Qui est Mark Roberts ?
Mark Roberts est chief constable et dirige l’UK Football Policing Unit (UKFPU), l’unité nationale britannique chargée de la sécurité autour du football. C’est lui qui a lancé cet appel aux supporters.
Pourquoi les supporters présents aux États-Unis se sont-ils mieux comportés ?
Le déplacement filtre naturellement : billet d’avion, hébergement, contrôles à l’entrée du stade et risque de perdre la suite du tournoi.

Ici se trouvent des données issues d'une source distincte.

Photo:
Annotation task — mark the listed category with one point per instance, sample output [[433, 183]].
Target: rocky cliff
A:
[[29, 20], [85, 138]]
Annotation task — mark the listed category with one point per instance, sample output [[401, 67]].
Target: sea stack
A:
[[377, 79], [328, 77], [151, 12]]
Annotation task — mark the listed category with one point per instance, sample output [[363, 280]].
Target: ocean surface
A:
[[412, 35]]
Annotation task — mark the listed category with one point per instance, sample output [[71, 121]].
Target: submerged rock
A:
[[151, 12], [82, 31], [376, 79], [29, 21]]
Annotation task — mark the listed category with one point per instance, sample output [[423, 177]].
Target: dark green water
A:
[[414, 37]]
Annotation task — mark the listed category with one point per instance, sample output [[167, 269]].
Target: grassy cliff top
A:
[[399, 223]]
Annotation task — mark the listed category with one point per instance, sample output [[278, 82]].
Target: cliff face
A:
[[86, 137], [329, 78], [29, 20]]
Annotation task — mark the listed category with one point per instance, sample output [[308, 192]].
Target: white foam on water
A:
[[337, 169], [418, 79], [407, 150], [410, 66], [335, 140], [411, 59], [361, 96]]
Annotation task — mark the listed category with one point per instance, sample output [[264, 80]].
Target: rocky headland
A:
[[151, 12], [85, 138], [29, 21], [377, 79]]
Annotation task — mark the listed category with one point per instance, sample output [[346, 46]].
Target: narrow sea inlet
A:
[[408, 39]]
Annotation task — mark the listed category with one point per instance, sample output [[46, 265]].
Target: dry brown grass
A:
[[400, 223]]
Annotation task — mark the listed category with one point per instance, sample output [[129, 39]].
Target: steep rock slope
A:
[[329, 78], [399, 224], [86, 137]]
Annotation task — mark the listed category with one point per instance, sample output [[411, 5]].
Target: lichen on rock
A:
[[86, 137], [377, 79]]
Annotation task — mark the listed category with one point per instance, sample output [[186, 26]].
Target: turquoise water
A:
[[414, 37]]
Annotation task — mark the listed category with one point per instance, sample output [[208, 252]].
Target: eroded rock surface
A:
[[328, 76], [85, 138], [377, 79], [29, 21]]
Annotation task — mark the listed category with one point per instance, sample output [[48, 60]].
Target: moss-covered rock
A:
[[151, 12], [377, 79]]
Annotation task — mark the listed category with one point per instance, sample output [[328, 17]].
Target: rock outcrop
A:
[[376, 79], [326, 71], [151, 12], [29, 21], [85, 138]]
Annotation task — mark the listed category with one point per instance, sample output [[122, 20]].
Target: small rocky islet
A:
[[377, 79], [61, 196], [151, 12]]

La police britannique a décrit une ambiance « passionnée mais amicale, sans animosité entre fans à la fin du match » à Miami.
Le même phénomène peut-il se produire en France ?
Le risque existe dès que l’équipe de France progresse dans le tournoi, car les rassemblements se déplacent vers la rue et les fan zones. La France s’appuie toutefois sur un modèle de fan zones encadrées — périmètre, fouilles, restrictions sur l’alcool — qui vise à canaliser plutôt qu’interdire.
Que risque un supporter impliqué dans un incident ?
Au Royaume-Uni, une football banning order peut durer plusieurs années et imposer la remise du passeport avant les grands tournois internationaux. Un incident aujourd’hui peut donc empêcher d’assister à la Coupe du Monde suivante.